Apostrophes at start or end of word seem to mess up the segmenter
Given this text
When it first arrived, I thought it was huge, and was thinkin' 'bout returning it, even though it is the size they say it is, It just seemed really large in person. I kept it and started using it. It is very easy to use with the instruction manual in hand, and I don't need that anymore for the things I do. I've scanned, copied, enlarged and printed double sided. All verry intuitive now. Prints clean and clear, bought a two pack of extra capacity black ink cartridges from Epson, delivered they were only $37, which I thought was reasonable, and it doesn't even look that big anymore. I am likin' it more all the time, and real happy with my choice.
If I convert the last "likin'" to "likin" then it segments into 2 phrases. If I convert the first "thinkin'" to "thinkin" it segments to 1 phrase. If I convert the first "'bout" to "bout" then it segments to 7 phrases.
Ooh, this is a tricky one 🙈 Since it assumes the apostrophes form a quoted section and the library doesn't do sentence boundary detection internally to the quoted sections. I've been mulling over rules to detect this situation but it's a hard one.
I am honestly not sure either.
' at end of word like thinkin' may be treated as normal character. ' in middle of word like I've may be treated as normal character.

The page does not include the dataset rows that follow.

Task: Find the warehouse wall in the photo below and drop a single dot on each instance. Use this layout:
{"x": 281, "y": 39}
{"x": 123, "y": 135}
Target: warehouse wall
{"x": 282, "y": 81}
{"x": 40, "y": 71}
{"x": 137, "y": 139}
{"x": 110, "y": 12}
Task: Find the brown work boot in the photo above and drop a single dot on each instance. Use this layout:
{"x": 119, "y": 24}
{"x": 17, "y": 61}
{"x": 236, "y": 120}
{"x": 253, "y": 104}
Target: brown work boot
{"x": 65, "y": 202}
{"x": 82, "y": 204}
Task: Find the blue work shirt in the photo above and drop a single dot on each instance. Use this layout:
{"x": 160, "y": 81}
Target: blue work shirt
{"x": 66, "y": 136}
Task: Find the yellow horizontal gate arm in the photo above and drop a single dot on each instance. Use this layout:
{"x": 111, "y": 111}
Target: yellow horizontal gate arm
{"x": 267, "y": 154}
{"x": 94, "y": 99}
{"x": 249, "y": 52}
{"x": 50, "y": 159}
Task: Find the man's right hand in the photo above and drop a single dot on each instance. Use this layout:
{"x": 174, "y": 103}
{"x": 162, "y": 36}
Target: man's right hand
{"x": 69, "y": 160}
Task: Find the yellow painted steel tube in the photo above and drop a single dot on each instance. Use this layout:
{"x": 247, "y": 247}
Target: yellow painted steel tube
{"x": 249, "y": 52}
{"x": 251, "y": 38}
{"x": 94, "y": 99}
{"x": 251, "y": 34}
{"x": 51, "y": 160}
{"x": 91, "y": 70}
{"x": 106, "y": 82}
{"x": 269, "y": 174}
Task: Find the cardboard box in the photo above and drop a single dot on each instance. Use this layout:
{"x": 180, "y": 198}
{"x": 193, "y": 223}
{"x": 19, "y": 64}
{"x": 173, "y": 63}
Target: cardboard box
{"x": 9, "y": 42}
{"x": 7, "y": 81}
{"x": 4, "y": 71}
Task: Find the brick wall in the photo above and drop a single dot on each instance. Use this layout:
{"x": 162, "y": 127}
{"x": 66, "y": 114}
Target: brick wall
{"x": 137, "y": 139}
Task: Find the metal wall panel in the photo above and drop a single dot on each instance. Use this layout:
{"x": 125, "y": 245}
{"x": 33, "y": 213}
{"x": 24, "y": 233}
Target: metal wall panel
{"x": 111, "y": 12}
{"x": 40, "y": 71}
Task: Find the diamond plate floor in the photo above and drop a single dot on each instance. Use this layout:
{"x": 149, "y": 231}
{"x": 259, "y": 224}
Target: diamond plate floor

However probably not realistic to tell the difference between a quoted section vs excessive ' usage. An option may help. AllowQuotes or something.
The trouble is ' at the end of almost all words will be a closing single quote, which 'might signify the presence of a quoted pair' but without hardcoding every possible quoted word end it's highly likely to give false positives.
Currently the library doesn't do quote pair detection it just has a set of regexes for probably quoted pairs and naively ignores sentence breaks between pairs, I think. By distinguishing between open and close quotes we'd at least detect the first thinkin' as being unrelated. For reasons I need to drill into the library doesn't treat 'bout as an opening single quote as far as I can tell. So quote pair detection might work here, I'm just worried what it might break since text like this is very unusual.
An alternative that just occured is if the initial character following the quote is lowercase, as in 'bout and the quoted pair cross several sentence boundaries (checked by running against the inner text), then the pair is invalid. I'll have more of a think about it.
If first seen quote does not have a preceding whitespace character then could assume it is not start of a quote. For end of quote could use the lowercase solution you mentioned.